In a new attempt to halt the civil war in eastern Congo, the CNDP and the Kabila government signed another peace treaty on March 23, 2009, which included, among other things, an amnesty law for former military soldiers. But several dissatisfied CNDP members decided in 2012 to form their own group called the Mouvement du March 23 (M23), named after this agreement, and started their own revolt against the government demanding political reform and democracy. On November 20, they entered the capital of North Kivu Goma and the UN’s main base. The government soldiers chose to either flee or join the rebellion. This was dramatic, and the M23 now posed a real threat to the Kinshasa government. The government had to make concessions at the negotiating table, and M23 withdrew from Goma after ten days.
In February 2013, eleven African countries, including Rwanda and Uganda, signed a comprehensive peace agreement. The agreement required Congo to implement security reforms and state-building.

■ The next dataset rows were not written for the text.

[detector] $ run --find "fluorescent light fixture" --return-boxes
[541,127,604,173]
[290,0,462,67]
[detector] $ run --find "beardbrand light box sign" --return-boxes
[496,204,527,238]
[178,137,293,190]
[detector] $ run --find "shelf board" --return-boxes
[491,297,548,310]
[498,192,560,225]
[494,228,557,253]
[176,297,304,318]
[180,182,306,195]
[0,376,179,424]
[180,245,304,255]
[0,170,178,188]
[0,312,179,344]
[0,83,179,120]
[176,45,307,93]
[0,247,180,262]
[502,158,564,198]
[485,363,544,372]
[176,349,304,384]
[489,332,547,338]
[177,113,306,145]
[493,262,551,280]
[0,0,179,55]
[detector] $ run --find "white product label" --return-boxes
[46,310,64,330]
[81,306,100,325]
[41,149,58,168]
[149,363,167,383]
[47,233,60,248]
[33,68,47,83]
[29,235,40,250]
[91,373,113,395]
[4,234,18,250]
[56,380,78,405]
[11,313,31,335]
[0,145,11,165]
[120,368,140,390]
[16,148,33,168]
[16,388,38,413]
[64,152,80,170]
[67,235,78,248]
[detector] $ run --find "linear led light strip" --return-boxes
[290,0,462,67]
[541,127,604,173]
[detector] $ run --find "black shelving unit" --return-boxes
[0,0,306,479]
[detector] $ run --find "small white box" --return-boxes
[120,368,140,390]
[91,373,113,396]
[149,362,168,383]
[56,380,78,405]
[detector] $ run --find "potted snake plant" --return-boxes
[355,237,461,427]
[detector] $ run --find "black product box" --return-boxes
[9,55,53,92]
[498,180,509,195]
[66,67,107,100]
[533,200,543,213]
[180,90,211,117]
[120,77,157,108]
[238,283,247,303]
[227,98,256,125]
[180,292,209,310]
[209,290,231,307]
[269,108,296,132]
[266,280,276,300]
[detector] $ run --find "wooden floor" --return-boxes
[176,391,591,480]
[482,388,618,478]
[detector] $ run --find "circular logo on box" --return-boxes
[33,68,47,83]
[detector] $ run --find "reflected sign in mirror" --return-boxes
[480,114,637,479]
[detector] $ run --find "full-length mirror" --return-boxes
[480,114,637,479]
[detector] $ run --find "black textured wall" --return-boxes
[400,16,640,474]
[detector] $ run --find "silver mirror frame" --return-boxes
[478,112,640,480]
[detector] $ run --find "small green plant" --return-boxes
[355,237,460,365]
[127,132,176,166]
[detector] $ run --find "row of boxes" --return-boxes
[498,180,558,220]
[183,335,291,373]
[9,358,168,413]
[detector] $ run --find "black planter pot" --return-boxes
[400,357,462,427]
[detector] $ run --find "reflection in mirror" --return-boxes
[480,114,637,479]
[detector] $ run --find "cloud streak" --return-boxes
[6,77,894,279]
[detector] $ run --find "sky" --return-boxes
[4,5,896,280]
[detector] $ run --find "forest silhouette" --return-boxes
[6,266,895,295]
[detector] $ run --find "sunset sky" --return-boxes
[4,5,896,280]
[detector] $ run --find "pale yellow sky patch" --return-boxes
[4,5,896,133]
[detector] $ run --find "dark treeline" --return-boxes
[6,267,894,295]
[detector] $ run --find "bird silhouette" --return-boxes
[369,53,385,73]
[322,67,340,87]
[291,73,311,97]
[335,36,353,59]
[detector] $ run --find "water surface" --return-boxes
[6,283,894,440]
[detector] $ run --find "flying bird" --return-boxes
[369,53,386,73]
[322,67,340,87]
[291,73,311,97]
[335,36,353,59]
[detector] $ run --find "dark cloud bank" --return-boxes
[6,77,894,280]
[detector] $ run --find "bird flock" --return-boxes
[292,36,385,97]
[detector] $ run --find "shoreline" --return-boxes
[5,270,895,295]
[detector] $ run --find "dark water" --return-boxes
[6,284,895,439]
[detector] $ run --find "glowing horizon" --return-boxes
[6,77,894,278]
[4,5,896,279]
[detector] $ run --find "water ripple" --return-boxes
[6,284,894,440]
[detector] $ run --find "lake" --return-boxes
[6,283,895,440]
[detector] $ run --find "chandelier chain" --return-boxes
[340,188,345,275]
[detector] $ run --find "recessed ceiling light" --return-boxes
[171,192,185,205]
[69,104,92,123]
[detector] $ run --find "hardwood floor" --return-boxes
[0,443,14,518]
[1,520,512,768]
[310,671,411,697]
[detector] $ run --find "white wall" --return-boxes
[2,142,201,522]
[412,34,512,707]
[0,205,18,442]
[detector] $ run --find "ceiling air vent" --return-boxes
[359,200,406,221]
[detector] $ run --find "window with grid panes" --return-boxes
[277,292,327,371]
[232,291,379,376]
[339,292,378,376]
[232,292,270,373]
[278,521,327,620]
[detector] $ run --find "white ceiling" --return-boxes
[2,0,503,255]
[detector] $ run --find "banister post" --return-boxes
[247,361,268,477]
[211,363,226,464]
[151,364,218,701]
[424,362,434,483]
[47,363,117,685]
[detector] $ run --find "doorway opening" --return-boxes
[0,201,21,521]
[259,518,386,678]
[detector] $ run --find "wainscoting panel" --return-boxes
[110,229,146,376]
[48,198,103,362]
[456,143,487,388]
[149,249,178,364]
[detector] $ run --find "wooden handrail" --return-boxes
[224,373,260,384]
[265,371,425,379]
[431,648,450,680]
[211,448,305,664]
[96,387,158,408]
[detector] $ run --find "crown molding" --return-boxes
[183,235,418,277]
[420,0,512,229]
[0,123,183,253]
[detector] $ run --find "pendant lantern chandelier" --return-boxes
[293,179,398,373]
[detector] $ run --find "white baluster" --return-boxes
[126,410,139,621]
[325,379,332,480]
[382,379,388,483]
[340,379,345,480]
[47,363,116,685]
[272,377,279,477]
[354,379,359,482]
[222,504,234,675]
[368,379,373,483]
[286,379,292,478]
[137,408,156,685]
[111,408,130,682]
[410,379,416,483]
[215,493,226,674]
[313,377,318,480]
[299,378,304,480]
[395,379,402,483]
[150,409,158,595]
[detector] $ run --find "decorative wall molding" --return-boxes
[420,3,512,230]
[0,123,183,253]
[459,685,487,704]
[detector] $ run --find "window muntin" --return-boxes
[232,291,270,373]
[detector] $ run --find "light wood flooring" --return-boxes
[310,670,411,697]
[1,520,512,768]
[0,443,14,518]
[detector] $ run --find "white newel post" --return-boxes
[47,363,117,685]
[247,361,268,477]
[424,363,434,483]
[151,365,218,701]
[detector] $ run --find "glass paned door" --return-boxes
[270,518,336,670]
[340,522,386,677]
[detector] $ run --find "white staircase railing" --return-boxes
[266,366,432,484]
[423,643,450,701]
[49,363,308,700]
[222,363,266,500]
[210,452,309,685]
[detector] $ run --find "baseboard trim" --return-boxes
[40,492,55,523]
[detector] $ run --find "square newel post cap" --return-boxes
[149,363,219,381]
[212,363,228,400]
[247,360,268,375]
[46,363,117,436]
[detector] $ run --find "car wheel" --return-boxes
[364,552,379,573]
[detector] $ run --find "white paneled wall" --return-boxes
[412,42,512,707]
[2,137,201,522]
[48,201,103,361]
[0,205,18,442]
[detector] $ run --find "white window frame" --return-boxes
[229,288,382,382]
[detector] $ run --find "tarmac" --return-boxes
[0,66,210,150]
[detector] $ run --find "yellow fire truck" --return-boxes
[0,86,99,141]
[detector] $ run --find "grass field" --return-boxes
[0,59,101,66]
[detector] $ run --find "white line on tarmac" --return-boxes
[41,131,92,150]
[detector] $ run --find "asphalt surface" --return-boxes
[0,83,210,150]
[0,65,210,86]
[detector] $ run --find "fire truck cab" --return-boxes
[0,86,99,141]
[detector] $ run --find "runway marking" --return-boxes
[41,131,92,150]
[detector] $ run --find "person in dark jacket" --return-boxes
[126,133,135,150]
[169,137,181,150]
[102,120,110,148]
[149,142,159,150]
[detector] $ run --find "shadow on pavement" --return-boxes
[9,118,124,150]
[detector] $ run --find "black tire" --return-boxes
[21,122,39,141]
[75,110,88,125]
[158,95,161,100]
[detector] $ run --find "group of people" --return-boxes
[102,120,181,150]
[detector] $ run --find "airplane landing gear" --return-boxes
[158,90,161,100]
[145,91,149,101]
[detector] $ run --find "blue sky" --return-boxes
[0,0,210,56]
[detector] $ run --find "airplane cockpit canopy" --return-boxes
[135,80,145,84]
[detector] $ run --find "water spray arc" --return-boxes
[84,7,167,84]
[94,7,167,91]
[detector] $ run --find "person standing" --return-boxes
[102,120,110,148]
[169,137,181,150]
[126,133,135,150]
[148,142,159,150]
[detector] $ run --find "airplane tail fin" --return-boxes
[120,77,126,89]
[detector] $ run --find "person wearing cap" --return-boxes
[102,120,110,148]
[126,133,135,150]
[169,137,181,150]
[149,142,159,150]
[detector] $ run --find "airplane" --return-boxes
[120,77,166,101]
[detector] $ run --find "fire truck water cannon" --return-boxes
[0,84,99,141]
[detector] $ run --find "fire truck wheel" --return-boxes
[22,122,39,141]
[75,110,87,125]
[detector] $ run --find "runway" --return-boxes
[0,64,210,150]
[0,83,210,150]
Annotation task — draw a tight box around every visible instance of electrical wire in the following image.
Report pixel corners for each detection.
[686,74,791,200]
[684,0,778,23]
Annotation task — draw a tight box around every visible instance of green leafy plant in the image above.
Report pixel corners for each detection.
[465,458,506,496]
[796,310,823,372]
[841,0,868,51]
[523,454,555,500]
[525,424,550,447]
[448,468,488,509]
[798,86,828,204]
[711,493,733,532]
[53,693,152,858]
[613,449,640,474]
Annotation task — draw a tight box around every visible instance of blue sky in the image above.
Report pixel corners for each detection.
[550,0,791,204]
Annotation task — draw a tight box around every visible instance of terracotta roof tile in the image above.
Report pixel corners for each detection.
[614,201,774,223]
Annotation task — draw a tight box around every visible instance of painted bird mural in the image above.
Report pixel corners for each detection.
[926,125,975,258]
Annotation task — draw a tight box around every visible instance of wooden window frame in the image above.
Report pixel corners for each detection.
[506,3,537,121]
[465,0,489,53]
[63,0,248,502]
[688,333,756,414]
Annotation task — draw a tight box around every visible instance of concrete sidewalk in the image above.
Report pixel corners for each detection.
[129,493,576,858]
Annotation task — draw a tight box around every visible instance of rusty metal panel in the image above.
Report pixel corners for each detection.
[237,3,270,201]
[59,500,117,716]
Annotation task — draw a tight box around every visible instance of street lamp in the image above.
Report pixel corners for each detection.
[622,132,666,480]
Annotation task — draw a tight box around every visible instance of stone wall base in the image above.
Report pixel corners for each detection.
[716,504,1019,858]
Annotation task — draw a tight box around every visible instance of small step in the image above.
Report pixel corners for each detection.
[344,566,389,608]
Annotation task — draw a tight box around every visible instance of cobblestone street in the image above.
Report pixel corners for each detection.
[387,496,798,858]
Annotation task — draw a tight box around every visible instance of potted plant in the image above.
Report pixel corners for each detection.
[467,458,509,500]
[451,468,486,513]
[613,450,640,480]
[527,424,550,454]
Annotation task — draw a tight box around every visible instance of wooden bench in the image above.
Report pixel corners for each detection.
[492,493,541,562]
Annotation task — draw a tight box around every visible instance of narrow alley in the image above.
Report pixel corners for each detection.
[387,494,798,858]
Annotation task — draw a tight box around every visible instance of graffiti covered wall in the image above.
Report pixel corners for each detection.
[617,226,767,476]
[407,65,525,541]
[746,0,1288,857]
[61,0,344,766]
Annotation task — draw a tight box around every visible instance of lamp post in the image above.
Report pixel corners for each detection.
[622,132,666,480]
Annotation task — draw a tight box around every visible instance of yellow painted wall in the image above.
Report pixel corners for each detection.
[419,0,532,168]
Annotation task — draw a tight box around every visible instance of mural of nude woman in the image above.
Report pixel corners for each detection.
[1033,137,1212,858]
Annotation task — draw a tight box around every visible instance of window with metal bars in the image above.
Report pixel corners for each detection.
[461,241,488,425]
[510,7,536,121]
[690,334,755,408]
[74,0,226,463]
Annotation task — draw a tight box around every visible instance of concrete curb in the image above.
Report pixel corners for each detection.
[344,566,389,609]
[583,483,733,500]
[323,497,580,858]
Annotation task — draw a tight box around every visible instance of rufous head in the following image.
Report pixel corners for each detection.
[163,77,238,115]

At the same time, neighboring countries should secure and help Congo where needed.
Congo’s elite has shown both little will and inability to cope with the enormous structural and economic problems facing the country. This is particularly true of land rights and people’s livelihoods, which in turn create enormous potential for the mobilization of armed groups for larger geopolitical interests, often based on ethnic identity. In October 2015, the Congo Research Group spoke to eighty armed groups and factions in North and South Kivu.
Riots have also spread to other parts of the vast country. In August 2016, clashes broke out between the government army and a group in the Kasai region south-west of Congo, closer to Kinshasa. Two international representatives from the UN expert group in Congo were sent to investigate human rights violations on both sides, but ended up being killed in March 2017. The riots continue in both Kasai and the Kivu region.